Analisando os fatores que impactam esse mercado, 2025 promete ser um ano dinâmico, repleto de avanços tecnológicos e alinhado às novas demandas do consumidor. Conforme nos preparamos para esse futuro promissor, algumas tendências-chave já estão moldando o setor, e, como um player estratégico, precisamos estar atentos para liderar e inovar.

E uma dessas principais tendências que seguirá em alta é a busca por veículos sustentáveis. A eletrificação continuará sendo o principal motor de mudança, com uma previsão de aumento significativo na participação dos veículos elétricos, não apenas no Brasil, mas em mercados globais.

Isso ocorre devido à redução nos custos de produção de baterias e ao avanço da infraestrutura de carregamento. No Brasil, o crescimento do segmento tem sido impulsionado por incentivos fiscais e subsídios que tornam as soluções híbridas e elétricas mais acessíveis ao consumidor.
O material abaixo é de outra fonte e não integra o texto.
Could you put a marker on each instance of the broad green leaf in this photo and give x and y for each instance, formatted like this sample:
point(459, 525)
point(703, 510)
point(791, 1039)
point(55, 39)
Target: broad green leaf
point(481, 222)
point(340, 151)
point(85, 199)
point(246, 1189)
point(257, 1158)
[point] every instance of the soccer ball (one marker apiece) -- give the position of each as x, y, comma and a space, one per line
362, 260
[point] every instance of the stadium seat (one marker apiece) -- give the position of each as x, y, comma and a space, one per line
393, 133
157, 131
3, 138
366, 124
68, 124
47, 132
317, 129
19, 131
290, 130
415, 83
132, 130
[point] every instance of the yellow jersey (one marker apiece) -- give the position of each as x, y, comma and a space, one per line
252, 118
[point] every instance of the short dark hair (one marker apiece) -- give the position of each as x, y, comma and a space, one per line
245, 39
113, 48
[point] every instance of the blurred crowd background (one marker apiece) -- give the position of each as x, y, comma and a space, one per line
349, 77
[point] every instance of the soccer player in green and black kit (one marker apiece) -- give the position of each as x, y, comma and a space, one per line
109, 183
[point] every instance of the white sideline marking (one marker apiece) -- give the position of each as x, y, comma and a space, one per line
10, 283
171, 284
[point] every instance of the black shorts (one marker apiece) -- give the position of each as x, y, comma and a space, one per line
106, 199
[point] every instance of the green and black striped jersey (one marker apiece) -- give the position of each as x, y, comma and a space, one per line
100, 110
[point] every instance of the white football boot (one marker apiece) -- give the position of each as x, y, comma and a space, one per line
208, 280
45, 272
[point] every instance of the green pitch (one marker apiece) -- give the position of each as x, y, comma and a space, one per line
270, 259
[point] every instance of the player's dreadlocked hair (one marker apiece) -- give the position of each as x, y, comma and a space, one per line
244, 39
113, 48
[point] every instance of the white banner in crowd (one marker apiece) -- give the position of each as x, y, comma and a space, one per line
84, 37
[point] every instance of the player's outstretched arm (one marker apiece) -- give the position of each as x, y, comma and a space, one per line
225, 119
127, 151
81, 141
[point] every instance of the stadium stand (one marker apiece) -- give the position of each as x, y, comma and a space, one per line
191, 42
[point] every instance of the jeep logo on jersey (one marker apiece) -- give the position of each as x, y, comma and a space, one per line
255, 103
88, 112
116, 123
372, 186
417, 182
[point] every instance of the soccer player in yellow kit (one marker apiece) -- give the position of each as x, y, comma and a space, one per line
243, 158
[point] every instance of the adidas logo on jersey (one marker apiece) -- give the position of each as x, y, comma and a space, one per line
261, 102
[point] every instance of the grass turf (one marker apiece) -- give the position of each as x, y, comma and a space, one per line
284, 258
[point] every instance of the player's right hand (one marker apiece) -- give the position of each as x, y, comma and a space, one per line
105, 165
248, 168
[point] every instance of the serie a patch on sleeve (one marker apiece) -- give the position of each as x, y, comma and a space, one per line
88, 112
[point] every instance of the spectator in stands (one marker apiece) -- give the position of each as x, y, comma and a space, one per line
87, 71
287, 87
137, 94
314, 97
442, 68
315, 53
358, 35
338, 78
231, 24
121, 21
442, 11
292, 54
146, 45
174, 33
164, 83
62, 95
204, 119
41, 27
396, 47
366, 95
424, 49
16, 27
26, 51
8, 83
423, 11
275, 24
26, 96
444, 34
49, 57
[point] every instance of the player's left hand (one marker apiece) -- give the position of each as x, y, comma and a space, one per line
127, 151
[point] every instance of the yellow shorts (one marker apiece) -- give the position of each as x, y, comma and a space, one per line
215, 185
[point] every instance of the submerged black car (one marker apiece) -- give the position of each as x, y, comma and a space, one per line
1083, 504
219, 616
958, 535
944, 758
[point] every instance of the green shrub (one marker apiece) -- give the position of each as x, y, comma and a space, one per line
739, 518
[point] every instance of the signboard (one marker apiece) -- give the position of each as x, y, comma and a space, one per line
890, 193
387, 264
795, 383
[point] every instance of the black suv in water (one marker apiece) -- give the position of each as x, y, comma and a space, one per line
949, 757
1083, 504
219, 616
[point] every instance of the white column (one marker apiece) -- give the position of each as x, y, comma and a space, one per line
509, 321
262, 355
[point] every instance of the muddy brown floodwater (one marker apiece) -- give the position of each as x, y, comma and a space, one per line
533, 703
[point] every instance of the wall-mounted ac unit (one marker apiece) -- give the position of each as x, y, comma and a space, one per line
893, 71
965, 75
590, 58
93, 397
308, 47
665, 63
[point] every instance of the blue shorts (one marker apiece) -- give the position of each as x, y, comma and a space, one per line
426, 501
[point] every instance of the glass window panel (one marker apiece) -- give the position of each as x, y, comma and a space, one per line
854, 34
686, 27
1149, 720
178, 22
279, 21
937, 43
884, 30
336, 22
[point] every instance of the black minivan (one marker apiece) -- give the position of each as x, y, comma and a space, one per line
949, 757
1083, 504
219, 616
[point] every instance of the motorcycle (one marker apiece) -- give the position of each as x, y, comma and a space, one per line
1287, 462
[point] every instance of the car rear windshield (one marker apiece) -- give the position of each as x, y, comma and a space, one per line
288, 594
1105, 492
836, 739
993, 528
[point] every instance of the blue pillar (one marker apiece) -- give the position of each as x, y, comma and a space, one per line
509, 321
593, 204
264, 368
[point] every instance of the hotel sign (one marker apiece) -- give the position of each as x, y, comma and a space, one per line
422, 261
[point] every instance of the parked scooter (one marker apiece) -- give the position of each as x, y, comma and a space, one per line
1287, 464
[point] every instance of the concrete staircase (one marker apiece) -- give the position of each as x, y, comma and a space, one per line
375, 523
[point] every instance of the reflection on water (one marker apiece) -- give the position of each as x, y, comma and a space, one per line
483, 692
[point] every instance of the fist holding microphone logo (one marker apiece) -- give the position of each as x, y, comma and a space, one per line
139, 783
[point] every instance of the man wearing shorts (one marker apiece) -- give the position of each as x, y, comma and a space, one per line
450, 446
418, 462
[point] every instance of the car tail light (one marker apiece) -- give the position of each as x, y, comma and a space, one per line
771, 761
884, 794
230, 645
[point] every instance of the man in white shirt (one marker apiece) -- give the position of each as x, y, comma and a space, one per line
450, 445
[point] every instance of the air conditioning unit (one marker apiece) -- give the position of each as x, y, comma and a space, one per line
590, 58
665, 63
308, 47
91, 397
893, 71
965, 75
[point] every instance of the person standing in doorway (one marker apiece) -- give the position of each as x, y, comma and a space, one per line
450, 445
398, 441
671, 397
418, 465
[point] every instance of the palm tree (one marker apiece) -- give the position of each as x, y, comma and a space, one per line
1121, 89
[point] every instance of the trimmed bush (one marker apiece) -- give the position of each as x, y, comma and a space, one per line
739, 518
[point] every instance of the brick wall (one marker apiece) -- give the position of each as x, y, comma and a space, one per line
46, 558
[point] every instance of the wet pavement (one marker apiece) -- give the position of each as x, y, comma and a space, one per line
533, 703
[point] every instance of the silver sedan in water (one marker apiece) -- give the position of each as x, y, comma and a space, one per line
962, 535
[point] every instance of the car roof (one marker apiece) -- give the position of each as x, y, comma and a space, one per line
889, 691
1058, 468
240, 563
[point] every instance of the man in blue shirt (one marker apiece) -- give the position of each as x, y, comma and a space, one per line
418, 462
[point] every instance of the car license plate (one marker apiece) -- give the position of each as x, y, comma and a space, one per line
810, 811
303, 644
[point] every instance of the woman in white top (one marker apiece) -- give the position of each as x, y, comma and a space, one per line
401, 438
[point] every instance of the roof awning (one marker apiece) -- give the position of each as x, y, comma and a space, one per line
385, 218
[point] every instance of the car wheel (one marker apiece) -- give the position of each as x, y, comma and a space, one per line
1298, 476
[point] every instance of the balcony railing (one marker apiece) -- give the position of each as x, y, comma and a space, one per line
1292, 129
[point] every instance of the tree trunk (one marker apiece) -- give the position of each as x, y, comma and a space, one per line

Além disso, a busca por sustentabilidade permeia todos os aspectos da vida moderna, inclusive a mobilidade urbana. A produção de veículos elétricos tornou-se mais limpa, com o uso de materiais recicláveis, consolidando a responsabilidade ambiental como um diferencial competitivo.

Apesar das transformações tecnológicas, uma coisa não mudará em 2025: o foco na experiência do cliente. As empresas que conseguem oferecer atendimento excepcional, simplificar processos e garantir um suporte eficiente sairão na frente, conquistando a fidelidade de seus consumidores.

No Grupo Mônaco, valorizamos essa conexão desde a nossa fundação, na década de 1970. Meu pai, Armindo Denardin, ao inaugurar nossa primeira concessionária em Altamira, no Pará, chamava seu empreendimento de “Casa de Amigos”. Esse espírito de proximidade e atenção personalizada, seja para fechar um negócio ou apenas para receber bem quem nos procura, é um legado que mantemos até hoje.

O futuro do mercado automotivo não é apenas sobre tecnologia; é sobre como utilizamos essa tecnologia para melhorar vidas e gerar um impacto positivo no planeta. No Grupo Mônaco, estamos comprometidos em liderar essa transformação, com inovação, excelência e uma visão estratégica que priorize nossos clientes, colaboradores e parceiros.

2025 será um ano para acelerar. Estou confiante de que estamos prontos para essa jornada, que promete grandes conquistas e novas possibilidades para montadoras, concessionárias e, principalmente, para nossos clientes. Que venha o novo!